Il contributo unificato è una imposta che devono obbligatoriamente pagare coloro che intraprendono un processo civile, penale o amministrativo e che non possono accedere al patrocinio gratuito. 

Tale contributo sostituisce l’imposta di bollo sugli atti, la tassa d’iscrizione a ruolo, i diritti di cancelleria e di chiamata in causa dell’ufficiale giudiziario e il suo costo varia a seconda del valore della causa, con importi crescenti e proporzionati al valore della controversia.

Se non si paga tale contributo, non si può dare avvio ad alcun procedimento legale, perché, per legge, fino a quando non si effettua il dovuto versamento, non si può iscrivere a ruolo la causa e il giudice non può trattarla.

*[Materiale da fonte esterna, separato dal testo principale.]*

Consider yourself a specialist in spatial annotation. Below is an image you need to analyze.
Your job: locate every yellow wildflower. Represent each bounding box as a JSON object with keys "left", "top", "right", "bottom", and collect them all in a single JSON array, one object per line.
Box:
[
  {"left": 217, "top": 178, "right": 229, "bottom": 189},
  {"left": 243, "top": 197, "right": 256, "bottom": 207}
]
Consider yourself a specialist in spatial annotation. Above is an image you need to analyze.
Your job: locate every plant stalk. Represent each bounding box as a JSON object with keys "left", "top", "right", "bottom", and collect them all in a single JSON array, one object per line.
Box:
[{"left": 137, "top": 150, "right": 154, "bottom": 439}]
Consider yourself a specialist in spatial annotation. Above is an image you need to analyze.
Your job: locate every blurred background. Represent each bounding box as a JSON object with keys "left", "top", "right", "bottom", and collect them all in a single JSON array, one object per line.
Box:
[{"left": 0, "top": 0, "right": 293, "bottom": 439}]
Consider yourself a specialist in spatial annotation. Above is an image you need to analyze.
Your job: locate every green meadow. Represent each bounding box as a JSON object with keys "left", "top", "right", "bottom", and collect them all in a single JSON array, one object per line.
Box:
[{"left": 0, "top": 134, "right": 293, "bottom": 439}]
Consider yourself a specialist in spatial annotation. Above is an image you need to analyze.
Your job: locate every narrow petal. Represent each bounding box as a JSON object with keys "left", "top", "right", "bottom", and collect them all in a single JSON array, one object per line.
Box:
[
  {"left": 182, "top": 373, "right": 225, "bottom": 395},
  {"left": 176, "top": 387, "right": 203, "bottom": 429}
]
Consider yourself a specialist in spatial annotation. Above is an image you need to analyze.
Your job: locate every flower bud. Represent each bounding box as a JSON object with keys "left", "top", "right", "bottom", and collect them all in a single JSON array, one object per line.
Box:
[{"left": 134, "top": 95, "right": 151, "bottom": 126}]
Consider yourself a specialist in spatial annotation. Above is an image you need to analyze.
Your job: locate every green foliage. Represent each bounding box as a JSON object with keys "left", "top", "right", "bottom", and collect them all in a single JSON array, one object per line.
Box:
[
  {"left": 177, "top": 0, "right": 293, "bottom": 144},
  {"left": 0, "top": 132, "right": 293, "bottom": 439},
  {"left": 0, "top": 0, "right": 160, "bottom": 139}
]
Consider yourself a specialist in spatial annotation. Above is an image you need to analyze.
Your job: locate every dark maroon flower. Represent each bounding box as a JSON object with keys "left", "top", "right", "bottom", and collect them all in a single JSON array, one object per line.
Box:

Si tratta di un pagamento paradossale per due motivi.

Il primo è perché non sempre chi deve intentare una causa, avendo giusta ragione, e ne ha bisogno, ha i soldi per pagarlo, pur se gli importi possono essere bassi; il secondo deriva dal fatto che spesso i cittadini, considerando già le lungaggini della giustizia italiana, pensando di dover anche pagare, si scoraggiano e alla fine lasciano perdere l’avvio di qualsiasi procedimento.